Consider the following fragment shader:
in vec4 color; out vec4 frag_color; void main() { vec4 result; if (color.a == 0) { result = vec4(0); } else { result = DoExtremelyExpensiveThing(color); } frag_color = result; }
Note that color
is varying. Specifically, it's an interpolated output from a vertex shader -- so the value may change from fragment to fragment (as opposed to a uniform or constant, which will remain the same for the whole draw call).
On SIMT architectures, this branch incurs very little overhead because DoExtremelyExpensiveThing
will be skipped over if color.a == 0
across all the threads in a given warp. However, architectures that use instruction-level parallelism (VLIW or SIMD) can‘t handle this branch efficiently because the compiler can’t safely emit parallelized instructions on either side of the branch.
To achieve maximum parallelism across all of these architectures, one possible solution is to unbranch the more complex path:
in vec4 color; out vec4 frag_color; void main() { frag_color = DoExtremelyExpensiveThing(color); if (color.a == 0) { frag_color = vec4(0); } }
However, this may be a big tradeoff depending on how this shader is used -- this solution will perform worse on SIMT devices in cases where color.a == 0
across all threads in a given warp, since DoExtremelyExpensiveThing
will no longer be skipped with this solution! So if the cheap branch path covers a large solid portion of a draw call's coverage area, alternative designs may be favorable.

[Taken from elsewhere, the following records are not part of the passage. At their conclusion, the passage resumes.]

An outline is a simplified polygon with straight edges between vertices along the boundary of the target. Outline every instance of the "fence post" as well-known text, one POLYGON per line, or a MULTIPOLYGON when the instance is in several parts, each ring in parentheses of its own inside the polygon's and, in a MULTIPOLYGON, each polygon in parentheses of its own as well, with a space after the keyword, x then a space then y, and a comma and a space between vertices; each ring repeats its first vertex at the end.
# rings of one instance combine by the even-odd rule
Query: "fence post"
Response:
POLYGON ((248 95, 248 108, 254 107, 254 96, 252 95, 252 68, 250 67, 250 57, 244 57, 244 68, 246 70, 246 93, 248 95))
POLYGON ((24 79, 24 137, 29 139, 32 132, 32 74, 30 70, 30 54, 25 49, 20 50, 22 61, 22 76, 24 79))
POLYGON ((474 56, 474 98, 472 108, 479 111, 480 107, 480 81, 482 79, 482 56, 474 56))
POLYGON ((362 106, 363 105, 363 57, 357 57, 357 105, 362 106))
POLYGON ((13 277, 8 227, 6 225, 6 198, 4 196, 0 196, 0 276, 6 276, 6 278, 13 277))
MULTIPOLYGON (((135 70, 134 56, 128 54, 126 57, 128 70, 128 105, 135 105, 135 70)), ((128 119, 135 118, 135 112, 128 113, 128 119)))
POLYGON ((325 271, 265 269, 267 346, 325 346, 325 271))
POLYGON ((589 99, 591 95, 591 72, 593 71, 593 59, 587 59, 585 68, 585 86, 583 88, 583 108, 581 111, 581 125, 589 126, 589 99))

Consider the following glsl function:
vec4 FrobnicateColor(vec4 color) { if (color.a == 0) { return vec4(0); } return DoExtremelyExpensiveThing(color); }
At first glance, this may appear cheap due to its simple contents, but this branch has two exclusive paths in practice, and the generated shader assembly will reflect the same behavior as this code:
vec4 FrobnicateColor(vec4 color) { vec4 result; if (color.a == 0) { result vec4(0); } else { result = DoExtremelyExpensiveThing(color); } return result; }
The same concerns and advice apply to this branch as the scenario under “Avoid complex varying branches”.
Most desktop GPUs don't support 16 bit (mediump) or 8 bit (lowp) floating point operations. But many mobile GPUs (such as the Qualcomm Adreno series) do, and according to the Adreno documentation, using lower precision floating point operations is more efficient on these devices.